[Beowulf] Pretty High Performance Computing

Robert G. Brown rgb at phy.duke.edu
Thu Sep 25 06:32:58 PDT 2008

On Tue, 23 Sep 2008, Ellis Wilson wrote:

> I guess I don't quite understand why you disagree Prentice.  With the
> exception that middleware doesn't strive to be a classification per se,
> just a solution, it still consists of a "style of computing where you
> sacrifice absolute high performance because of issues relating to any
> combination of convenience, laziness, or lack of knowledge."

OK, now >>I'M<< confused.  According to Wikipedia (which merely
reinforced my existing impression):

   Middleware is computer software that connects software components or

Although one CAN stretch its definition to cover things like sshd,
postfix, and basic network services, they are generally NOT considered
middleware -- middleware (in clustering) is more like MPI or PVM,
xmlsysd, ganglia, although it isn't quite that either.  The term evolved
to describe software that serves as the base for a common UI fronting
distributed services on inhomogeneous architectures, e.g. providing a
coherent user interface to webware or application servers across
architectures.  "Grid" software is usually considered middleware.

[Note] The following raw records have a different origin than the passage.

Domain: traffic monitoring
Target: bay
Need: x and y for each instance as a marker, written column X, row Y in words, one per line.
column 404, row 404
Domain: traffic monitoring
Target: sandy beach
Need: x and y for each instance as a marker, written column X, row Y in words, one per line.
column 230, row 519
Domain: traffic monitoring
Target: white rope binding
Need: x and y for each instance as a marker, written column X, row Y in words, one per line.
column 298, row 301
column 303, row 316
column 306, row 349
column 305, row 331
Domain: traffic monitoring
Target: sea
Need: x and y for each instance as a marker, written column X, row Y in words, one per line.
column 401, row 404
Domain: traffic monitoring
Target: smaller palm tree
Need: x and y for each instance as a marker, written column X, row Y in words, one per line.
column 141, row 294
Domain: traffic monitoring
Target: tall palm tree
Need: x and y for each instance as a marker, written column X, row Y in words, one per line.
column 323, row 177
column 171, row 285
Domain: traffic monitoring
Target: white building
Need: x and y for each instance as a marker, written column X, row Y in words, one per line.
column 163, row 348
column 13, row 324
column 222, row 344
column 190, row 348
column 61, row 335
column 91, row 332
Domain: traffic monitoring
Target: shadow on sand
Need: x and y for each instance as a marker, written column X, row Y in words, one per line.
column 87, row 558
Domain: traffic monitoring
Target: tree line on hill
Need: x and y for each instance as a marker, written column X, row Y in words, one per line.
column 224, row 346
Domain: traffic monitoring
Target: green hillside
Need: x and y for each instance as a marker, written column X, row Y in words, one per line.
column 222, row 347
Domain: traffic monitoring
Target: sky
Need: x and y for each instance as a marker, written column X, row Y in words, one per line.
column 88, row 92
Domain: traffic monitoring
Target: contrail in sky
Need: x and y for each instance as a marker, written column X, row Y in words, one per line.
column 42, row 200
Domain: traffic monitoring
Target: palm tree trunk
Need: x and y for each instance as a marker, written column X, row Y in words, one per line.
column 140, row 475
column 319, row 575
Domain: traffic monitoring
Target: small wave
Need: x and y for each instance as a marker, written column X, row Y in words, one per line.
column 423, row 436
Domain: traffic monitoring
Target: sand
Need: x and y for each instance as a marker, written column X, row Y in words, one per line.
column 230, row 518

For pure clusters, PVM might be called middleware to the extent that PVM
was designed to support OS-inhomogeneous clusters with a more or less
consistent interface (although its development greatly preceded the
invention of the term) where MPI (which is much more commonly
OS-homogeneous) might not.

Vincent makes enough sense that we -- sort of -- know what he means, but
in the context of this discussion, calling standard unix services
"middleware" is probably a moderate misuse of the term.

One thing that I've noted in this discussion is that it is being
conducted in a quite polarized way.  Clusters range from PHPC in all
sizes (there Jon, I used the term:-) running coarse grained not terribly
synchronous down to EP applicaions, with one limit being indeed a "grid"
where middleware IS likely an issue, to large scale (in all respects)
VHPC ("Very" HPC:-) systems designed to run very large tightly coupled
codes.  Jon was basically pointing this out (as were several others).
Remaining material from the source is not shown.